Throughout the late 1990s, as one alternative rock artist after another lost their major-label contracts and a strange melange of corporate hip-hop and bubble-gum pop came to dominate record sales, Sleater-Kinney proudly carried the banner for a different approach to life and art. In retrospect, it’s no surprise that they were championed by Baby Boomer critics and fans who otherwise had little use for new music, since they communicated the appeal — some would call it perverse — of looking back with longing and regret.

Tellingly, the cover to Sleater-Kinney’s breakthrough — at least in independent-label terms — third album Dig Me Out mirrors the third album of The Kinks, The Kink Kontroversy. That record, even though it was released little more than a year after the Kinks burst on the scene, featured the mordant nostalgia of “Where Have All the Good Times Gone”, in which lyrics by The Beatles and The Rolling Stones are slyly repurposed as a commentary on the sense of belatedness that paradoxically shadows a culture obsessed with the currency of now. Sleater-Kinney couldn’t have picked a better way to telegraph their relationship to the music industry or the Riot Grrl phenomenon that Tucker and Brownstein had experienced during their time in Olympia.

Possibly the best song on Dig Me Out — and maybe even the band’s whole catalogue — is “One More Hour”, which conjures the end of Tucker and Brownstein’s romantic relationship.
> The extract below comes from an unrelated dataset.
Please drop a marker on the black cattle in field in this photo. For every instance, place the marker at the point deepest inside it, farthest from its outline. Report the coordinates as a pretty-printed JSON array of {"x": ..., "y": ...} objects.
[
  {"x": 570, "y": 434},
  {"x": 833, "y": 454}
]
Although the track provides compelling evidence that their music had never been more vital, particularly in the chorus “Oh, you’ve got the darkest eyes”, which they sing together with heart-rending conviction, the sense of irreparable decline is overwhelming. You could make the case that everything that Sleater-Kinney did after that, from the intricate figures of The Hot Rock through the bluesy turn of One Beat to the brutal psychedelia of The Woods, which until recently seemed their capstone, is suffused with the aura of the afterlife, revenants sent to remind us how tenuous our hold on the present truly is.

From that perspective, No Cities To Love doesn’t seem like much more of a “comeback” than its predecessors. Maybe that’s why it doesn’t sound like the sort of record a band releases when it is ready to bask in the glow of past glory. I think that’s why the frisson I experienced buying a Sleater-Kinney album at Best Buy was almost as intense as it would have been fifteen years earlier. Yes, No Cities To Love has its elegaic moments. But they are actually less frequent than on the band’s previous albums. The studied imperfection of the songs, which succeed precisely because they don’t try too hard to convince us of their importance, invites us to return to that back catalogue, recently reissued in a lovely vinyl box set, in search of new ways to begin again. At a time when reissue culture seems more and more dominant, that is a potent gift indeed.